4.5 The PHREG/LOGISTIC Procedure - We can also use conditional ML estimation for a random effects model - This removes the random effect completely from the likelihood function - It turns out that the conditional likelihood function in our case is equivalent to that one in stratified (or matched) case-control studies and so we can use the PHREG procedure proc phreg data=infection2; model status*cure(0)=treatment / ties=discrete; strata clinic; run;

However, the PHREG procedure yields only asymptotic conditional ML estimators and we can use the LOGISTIC procedure for an exact conditional analysis (Derr, 2000) proc logistic data=infection2 descending exactonly; class clinic / param=ref; model cure=clinic treatment; exact treatment / estimate=both; run;

4.6 Other methods There are still some other estimation methods that could be used: - Meta-Analysis (MIXED procedure) - Nonparametric ML analysis - MCMC (Stochastic integration, Implemented very poorly in SAS )

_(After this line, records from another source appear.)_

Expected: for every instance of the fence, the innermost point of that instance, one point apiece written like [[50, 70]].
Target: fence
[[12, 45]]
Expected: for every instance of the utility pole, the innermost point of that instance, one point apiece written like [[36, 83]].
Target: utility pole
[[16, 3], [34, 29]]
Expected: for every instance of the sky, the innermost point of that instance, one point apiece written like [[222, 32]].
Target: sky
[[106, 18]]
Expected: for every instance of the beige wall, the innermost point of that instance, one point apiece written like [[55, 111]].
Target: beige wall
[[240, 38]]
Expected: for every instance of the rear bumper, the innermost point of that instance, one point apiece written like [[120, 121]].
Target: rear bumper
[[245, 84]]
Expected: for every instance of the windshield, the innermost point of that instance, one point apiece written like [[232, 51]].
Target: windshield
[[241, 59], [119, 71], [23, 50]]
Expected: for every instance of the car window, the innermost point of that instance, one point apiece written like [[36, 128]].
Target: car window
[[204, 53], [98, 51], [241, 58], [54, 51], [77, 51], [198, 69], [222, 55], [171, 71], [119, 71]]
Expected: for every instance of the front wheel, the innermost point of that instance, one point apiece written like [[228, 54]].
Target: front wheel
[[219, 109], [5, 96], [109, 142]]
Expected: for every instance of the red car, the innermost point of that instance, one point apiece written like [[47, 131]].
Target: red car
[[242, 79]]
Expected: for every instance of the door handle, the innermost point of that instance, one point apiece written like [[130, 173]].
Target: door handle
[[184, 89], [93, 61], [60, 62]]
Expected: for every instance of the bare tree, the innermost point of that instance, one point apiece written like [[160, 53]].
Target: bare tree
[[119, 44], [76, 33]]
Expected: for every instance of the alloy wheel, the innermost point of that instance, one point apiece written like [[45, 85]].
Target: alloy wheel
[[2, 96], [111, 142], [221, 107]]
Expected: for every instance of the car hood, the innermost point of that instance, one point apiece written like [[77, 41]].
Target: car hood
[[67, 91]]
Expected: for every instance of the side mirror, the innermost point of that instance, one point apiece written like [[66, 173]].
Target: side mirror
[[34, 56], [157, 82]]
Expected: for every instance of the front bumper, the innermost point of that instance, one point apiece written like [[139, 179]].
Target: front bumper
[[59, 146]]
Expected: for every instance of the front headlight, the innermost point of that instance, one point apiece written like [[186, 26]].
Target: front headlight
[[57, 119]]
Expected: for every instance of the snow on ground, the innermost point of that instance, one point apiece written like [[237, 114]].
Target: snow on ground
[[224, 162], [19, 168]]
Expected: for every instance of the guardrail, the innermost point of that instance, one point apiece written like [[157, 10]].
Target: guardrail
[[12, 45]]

5. Comparison of Methods Back to the data set: Method OR [95%-CI] PROC FREQ 1.498 [0.915; 2.452] PROC GENMOD 1.740 [1.102; 2.747] %GLIMMIX 2.069 [1.176; 3.641] %NLINMIX 2.021 [1.076; 3.794] PROC NLMIXED 2.093 [1.162; 3.771] PROC PHREG 2.130 [1.177; 3.855] PROC LOGISTIC 2.130 [1.137; 4.079]

6. Conclusion - The SAS System offers a large number of options for estimating logistic regression models with correlated data - It is difficult to give general recommendations which of the methods to use because this depends on (a) the data at hand and (b) on the desired interpretation of parameters (population-averaged vs. subject-specific) - In our data set we feel most comfortable with the results from the NLMIXED procedure and from the conditional ML analysis.

7. References - Beitler, P.J., Landis, J.R. (1985), A Mixed-effects Model for Categorical Data, Biometrics, 41, 991-1000. - Derr, R.E. (2000), Performing Exact Logistic Regression with the SAS System, Proceedings of the 25 th Annual SAS Users Group International Conference (SUGI 25), 254-25. - Diggle, P.J., Liang, K.-Y., Zeger, S.L. (1994), Analysis of Longitudinal Data, Oxford University Press, Oxford. - Liang, K.-Y., Zeger, S.L. (1986), Longitudinal Data Analysis Using Generalized Linear Models, Biometrika, 73, 13-22. - McCullagh, P., Nelder J.A. (1989), Generalized Linear Models, Chapman and Hall, New York. - Wolfinger, R.D., O Connell, M. (1993), Generalized linear models: a pseudo-likelihood approch, Journal of Statistical Computation and Simulation, 48, 233-243. - Wolfinger, R.D., Lin, X. (1997), Two Taylor-series approximation methods for nonlinear mixed models, Computational Statistics & Data Analysis, 25, 465-490. - Wolfinger, R.D. (1999), Fitting Nonlinear Mixed Models with the new NLMIXED Procedure, Proceedings of the 24 th Annual SAS Users Group International Conference (SUGI 24), 287-24.